DDDb Press Release: Develop Don't Destroy Brooklyn Attorney, Jeffrey Baker Reprimands the MTA on Atlantic Yards

Says MTA Has Set Forth on a Misbegotten Course With Its Lack of Response to Eminent Domain Issue and Bad Faith RFP Process

NEW YORK, NY — Before the MTA made its inexplicable decision, on July 27th, to hold exclusive negotiations with low-ball bidder Forest City Ratner (FCR), Develop Don’t Destroy Brooklyn’s (DDDB) attorney, Jeffrey Baker, had warned the public agency that they must consider the eminent domain contingencies of Bruce Ratner’s Atlantic Yards proposal. In Mr. Baker’s letter of July 26th he sought to make the MTA aware that his clients have a strong legal defense against the use of eminent domain which would jeopardize Mr. Ratner’s development proposal, and that if the MTA was seeking a relative quick and easy transaction, the Ratner proposal would not provide that desired goal.

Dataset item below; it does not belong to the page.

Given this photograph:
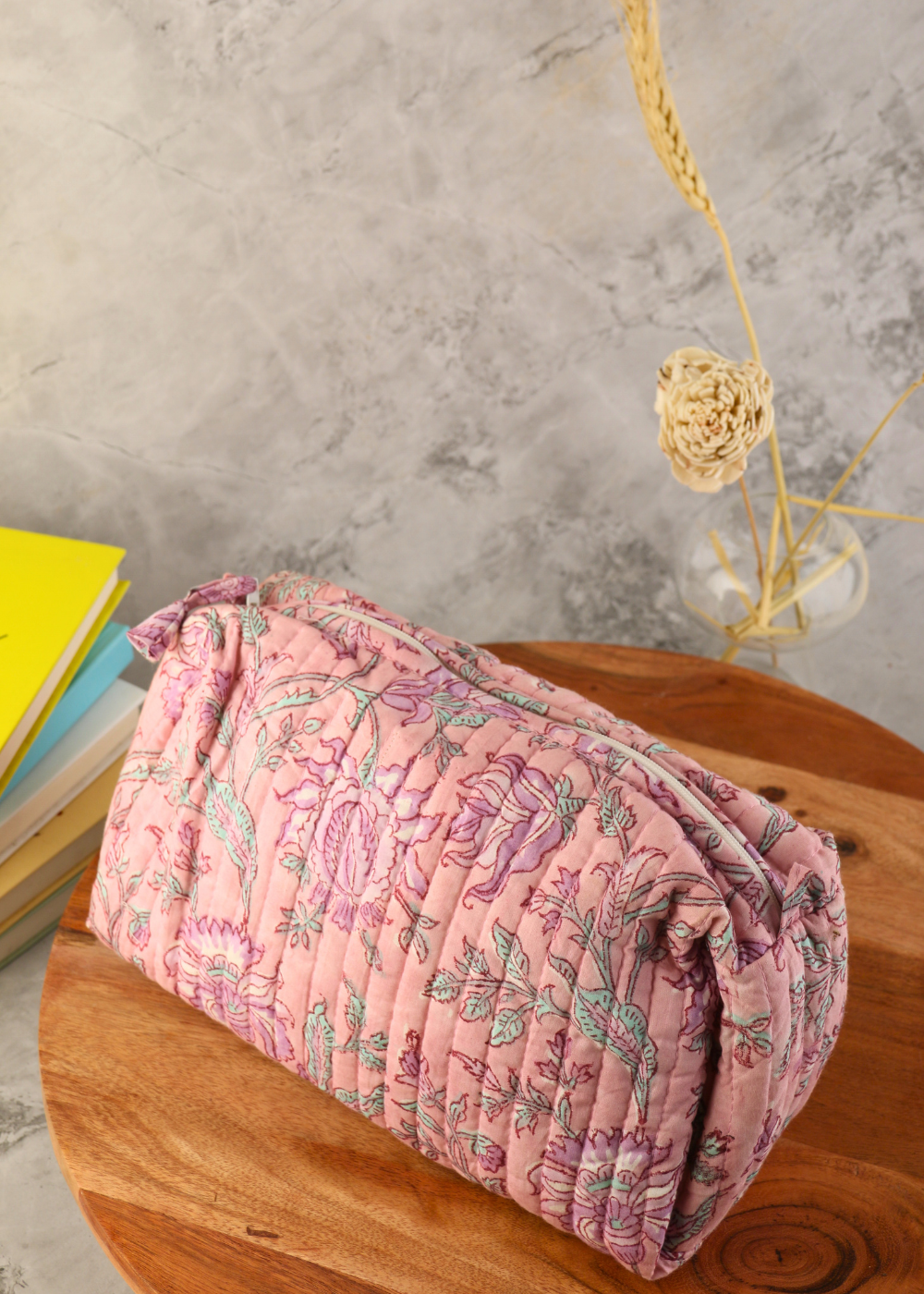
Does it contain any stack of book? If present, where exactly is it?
[0,528,145,970]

The MTA’s director of real estate Roco Krsulic responded twelve days later with a form letter ignoring Mr. Baker’s warning. Mr. Baker responded to that tone deaf letter on Monday, August 15th. Daniel Goldstein, DDDB spokesperson, said, “The MTA has continued to act brazenly and without transparency. They have acted as the worst real estate agency in the land. If they continue this course of favoring low-ball bidders and acting in bad faith, we will make every effort to hold them accountable, and expect our elected officials and public interest groups to do the same.”

The text of Mr. Baker’s letter follows below: (The three letter correspondence can be found here: http://www.dddb.net/mta)

Dear Mr. Krsulic:

I am writing in response to your letter of August 8, 2005 which was in response to my earlier letter of July 27 to Chairman Kalikow. While I was pleased that you responded, I was surprised by the content of the letter.

Initially, it is striking that you chose to ignore the primary point of the letter — that MTA should not proceed to accept the FCRC bid when it was premised upon the use of eminent domain when the use of that power as envisioned by FCRC is contrary to the Supreme Court’s recent Kelo decision. Your letter and the MTA Board action on July 27th completely failed to address that important contingency.

I also take exception to your brazen characterization of MTA’s actions with respect to Vanderbilt Yards as “a full Request for Proposal process, and a review of competing proposals”. While making a statement like that in a letter may appear to make it true, the facts belie your position. As you know, FCRC has been in discussions with MTA for at least a year, has had privileged and unequaled access to the Vanderbilt Yards and MTA’s technical requirements and even entered into a letter of agreement in February 2005 with FCRC, which set forth many of the terms of a formal agreement for the disposition of Vanderbilt Yards. In contrast to those secretive negotiations, the “full Request for Proposal process” consisted of only two advertisements buried in the back of the New York Times and Real Estate Weekly and a requirement for bidders to submit responses in little over a month. Moreover, the technical details of the RFP were daunting requiring significant investment of engineering expertise associated with designing a platform and relocating MTA facilities.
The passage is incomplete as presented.